2. Une démarche diagnostique simple et validée : Le dépistage efficace tient en deux étapes : tout d’abord, calcul du FIB-4 (≤ 1,3 rassurant, ≥ 2,67 très évocateur, valeur intermédiaire à approfondir) puis confirmer par un test non invasif grâce au dispositif FibroScan® si le FIB-4 est anormal ou douteux.
3. Les transaminases seules : un test insuffisant : Les tests biologiques classiques (transaminases) sont normaux dans la majorité des cas de fibrose significative chez le patient souffrant d’obésité et/ou de DT2. Il ne faut donc pas attendre des taux élevés pour appliquer la démarche diagnostique approuvée par les recommandations multidisciplinaires.

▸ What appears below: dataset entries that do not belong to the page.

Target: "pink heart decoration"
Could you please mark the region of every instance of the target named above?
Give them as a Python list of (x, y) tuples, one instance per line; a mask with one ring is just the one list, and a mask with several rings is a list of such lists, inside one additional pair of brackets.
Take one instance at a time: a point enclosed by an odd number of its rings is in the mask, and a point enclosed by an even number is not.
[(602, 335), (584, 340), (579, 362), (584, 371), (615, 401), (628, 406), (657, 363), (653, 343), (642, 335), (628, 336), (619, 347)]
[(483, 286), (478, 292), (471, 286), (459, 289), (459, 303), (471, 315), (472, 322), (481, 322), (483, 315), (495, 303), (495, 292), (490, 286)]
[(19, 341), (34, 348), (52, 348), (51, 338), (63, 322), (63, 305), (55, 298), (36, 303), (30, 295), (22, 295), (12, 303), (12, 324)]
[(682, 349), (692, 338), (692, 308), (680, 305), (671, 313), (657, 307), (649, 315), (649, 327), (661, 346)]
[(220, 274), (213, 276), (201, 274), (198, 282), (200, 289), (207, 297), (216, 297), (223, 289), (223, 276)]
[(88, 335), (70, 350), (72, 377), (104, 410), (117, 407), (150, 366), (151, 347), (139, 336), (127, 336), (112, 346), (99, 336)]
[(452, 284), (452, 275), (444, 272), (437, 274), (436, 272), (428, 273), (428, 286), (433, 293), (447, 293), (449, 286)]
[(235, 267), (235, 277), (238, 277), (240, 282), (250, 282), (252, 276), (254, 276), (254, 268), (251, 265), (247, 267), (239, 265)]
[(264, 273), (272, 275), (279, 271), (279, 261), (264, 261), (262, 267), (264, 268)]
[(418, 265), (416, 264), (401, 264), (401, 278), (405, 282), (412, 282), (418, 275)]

4. Le dispositif FibroScan® : L’examen réalisé avec le FibroScan® permet de mesurer en même temps la fibrose hépatique (LSM by VCTE®) et la stéatose (CAP). Il s’agit d’un examen rapide (environ 5 minutes), non invasif et facilement délégable après une courte formation (IDE ou assistant(e) médical(e)). Au‑delà de la stratification du risque, les résultats chiffrés fournis par l’appareil constituent un véritable support de motivation pour le patient. Ils facilitent l’engagement dans un changement durable du mode de vie, en rendant l’évolution de la maladie plus concrète et compréhensible.
5. L’importance d’une prise en charge rapide et pluridisciplinaire : La mise en évidence d’une fibrose doit conduire à une prise en charge globale et structurée. Celle‑ci repose sur : une hygiène de vie adaptée (régime méditerranéen, réduction des sodas et du fructose, idéalement zéro alcool),une optimisation des traitements cardiométaboliques (metformine, iSGLT2, analogues du GLP‑1), et une orientation vers un hépatologue en cas de FIB‑4 élevé persistant, de LSM > 8–10 kPa, ou de suspicion de cirrhose.